GERHARD RICHTER, November, 2013
31,5 x 21,8 cm
published by Heni Publishing, London, England
€ 950,- plus € 18,- registered EU mail
Richter produced NOVEMBER, a series of 54 works in ink. These works were created using a variety of ways to manipulate the consistency of ink and its flow on highly absorbent paper. The ink permeated through the sheets creating two related images, one on the front and one on the back of each of the 27 sheets used. In some cases Richter also applied lacquer or pencil.
Richter had a complete set of facsimiles made, so both sides of the 27 sheets could be viewed at the same time. However, the sequence of mirrored pairs of images is disrupted, as some of the images have been rotated by 180 degrees.

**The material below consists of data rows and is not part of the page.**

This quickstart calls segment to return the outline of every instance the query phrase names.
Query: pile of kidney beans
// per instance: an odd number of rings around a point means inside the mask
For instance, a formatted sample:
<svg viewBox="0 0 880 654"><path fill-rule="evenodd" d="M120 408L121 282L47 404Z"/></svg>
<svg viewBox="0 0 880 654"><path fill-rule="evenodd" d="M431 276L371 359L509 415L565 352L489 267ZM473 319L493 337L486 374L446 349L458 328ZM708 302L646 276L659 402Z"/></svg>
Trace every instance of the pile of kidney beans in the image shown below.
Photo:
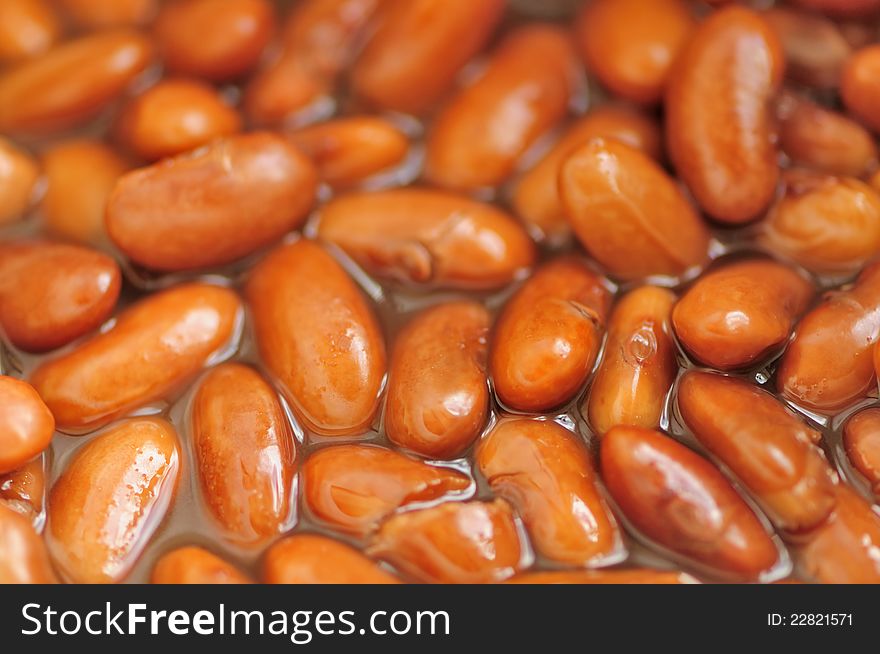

The book displays the images of the pairs, one on the front and one on the back of each page and ends with an overview of all 54 works.
In the artist’s book November Richter not only made use of sheets with a mirror image of the motif on the reverse; in some cases the ink that had soaked through layers of sheets created what looked like visual echoes. His manipulation of the given sequence was distinctly restrained: for instance, November 2nd (recto) is placed upside down, disturbing the regularity of the mirror-image idea. In addition to this, the obscuring over-painting of this same sheet and of November 3rd draws attention to the differences between the two, rather than to any repetition. In the case of the pairs of sheets dated November 4th and 5th, the verso images are again rotated by 180º; it also appears that the sequence of front and back has been reversed in the case of the latter. The given reflections are thus just the point of departure for an interlocking web of playfulness, which in turn creates simultaneity from a temporal and material sequence. In the same way that original and facsimile per sheet and page are barely distinguishable, any distinctive qualities in the different ink markings are all but impossible to discern – with the initial disposition on one side and copy, duplicate and replica on the other. It has become a work in itself.